If you're going to dive into it, don't just look for the gore. Look for the "why." Why did a mother of seven go to the stake for a technicality about the Mass? Why did Foxe feel the need to record the name of every single "ordinary" person who died?

Getting Started with Foxe

If you actually want to read it, don't buy the first copy you see.

  1. Check the Edition: If you want the "classic" feel without the 1,800-page commitment, look for the Oxford World’s Classics abridgment. It keeps the original flavor but cuts the fluff.
  2. Look at the Woodcuts: Half the power of the book was the art. If your copy doesn't have the original woodcut illustrations, you're missing the psychological "gut punch" that 16th-century readers felt.
  3. Read the Context: Keep a tab open for a site like the John Foxe Project. It helps clarify which parts are verified history and which parts are Foxe's "creative" retelling.

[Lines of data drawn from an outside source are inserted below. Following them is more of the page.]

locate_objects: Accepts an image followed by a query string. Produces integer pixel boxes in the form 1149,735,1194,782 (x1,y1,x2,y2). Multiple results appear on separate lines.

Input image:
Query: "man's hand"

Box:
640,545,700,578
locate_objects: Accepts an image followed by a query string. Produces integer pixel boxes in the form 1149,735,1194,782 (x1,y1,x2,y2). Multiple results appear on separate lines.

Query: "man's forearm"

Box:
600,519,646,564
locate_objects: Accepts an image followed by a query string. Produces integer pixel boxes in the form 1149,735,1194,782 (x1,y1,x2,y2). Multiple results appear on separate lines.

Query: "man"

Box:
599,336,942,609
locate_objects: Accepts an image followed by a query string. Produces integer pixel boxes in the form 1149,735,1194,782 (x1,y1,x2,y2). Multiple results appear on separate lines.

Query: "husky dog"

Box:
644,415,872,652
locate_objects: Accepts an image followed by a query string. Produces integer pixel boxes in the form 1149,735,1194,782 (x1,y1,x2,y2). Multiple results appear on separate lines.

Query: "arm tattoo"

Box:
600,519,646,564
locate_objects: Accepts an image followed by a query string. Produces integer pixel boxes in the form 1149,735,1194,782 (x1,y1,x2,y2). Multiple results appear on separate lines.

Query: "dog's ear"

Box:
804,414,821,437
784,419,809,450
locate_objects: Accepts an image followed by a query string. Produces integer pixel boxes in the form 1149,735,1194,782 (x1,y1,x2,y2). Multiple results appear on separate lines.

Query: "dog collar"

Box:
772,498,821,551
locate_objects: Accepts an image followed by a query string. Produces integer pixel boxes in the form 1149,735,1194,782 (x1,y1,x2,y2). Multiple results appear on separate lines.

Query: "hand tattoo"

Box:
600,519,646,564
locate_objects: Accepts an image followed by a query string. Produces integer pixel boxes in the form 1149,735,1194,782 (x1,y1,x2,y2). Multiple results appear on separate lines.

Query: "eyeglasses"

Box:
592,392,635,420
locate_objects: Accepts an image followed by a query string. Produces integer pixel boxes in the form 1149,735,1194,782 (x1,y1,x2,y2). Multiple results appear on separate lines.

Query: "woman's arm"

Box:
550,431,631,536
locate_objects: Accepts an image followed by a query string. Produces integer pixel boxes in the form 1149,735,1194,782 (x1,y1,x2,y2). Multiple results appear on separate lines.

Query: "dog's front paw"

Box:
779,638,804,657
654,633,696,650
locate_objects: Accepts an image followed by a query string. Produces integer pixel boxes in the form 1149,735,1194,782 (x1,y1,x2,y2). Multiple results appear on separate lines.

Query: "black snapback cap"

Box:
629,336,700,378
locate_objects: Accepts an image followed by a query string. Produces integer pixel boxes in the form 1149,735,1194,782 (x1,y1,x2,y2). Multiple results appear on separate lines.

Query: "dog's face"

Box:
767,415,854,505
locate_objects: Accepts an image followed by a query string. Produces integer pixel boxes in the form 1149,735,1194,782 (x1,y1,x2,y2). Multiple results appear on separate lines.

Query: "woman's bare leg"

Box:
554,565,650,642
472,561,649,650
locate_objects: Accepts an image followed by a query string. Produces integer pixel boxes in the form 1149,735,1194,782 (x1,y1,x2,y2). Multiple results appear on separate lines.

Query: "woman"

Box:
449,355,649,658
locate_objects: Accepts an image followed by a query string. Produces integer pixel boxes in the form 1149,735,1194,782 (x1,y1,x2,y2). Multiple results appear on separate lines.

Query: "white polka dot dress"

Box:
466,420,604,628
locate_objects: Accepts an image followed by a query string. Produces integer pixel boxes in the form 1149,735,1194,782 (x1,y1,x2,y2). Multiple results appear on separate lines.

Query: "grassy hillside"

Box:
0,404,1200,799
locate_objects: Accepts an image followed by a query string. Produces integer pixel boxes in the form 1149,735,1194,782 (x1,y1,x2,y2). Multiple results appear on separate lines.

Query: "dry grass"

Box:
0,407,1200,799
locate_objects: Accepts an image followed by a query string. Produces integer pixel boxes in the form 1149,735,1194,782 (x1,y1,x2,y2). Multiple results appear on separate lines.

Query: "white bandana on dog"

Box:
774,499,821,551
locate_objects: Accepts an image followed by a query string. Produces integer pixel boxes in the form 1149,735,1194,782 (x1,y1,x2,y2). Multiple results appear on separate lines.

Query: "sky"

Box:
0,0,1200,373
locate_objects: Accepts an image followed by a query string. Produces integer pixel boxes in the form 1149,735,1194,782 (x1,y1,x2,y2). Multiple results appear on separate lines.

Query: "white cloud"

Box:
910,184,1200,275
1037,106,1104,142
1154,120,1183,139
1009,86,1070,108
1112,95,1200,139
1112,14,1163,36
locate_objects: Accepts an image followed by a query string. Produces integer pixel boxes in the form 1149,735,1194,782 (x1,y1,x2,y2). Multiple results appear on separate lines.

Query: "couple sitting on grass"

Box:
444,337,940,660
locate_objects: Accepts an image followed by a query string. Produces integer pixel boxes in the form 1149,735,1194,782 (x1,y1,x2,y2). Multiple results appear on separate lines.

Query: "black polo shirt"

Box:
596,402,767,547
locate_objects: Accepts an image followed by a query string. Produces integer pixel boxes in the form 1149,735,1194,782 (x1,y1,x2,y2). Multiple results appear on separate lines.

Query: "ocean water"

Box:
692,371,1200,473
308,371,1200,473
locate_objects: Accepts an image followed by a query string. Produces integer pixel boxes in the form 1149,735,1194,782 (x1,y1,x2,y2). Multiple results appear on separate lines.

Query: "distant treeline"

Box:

The book is a mirror. It shows the best of human conviction and the absolute worst of human cruelty. It’s a heavy read, sure. But some things are worth the weight.


Actionable Insights for Readers:

  • Research the "Marian Persecutions" to understand the specific five-year window that inspired the bulk of the book's most famous accounts.
  • Compare different abridgments before buying; 19th-century versions are often more "edited" for Victorian sensibilities than modern scholarly versions.
  • Visit the British Library’s digital archives if you want to see the original 1563 typography and layout, which adds a layer of historical immersion you can't get from a Kindle.
  • Use the book as a primary source study on 16th-century propaganda techniques—it's a masterclass in how to frame a narrative to unify a divided population.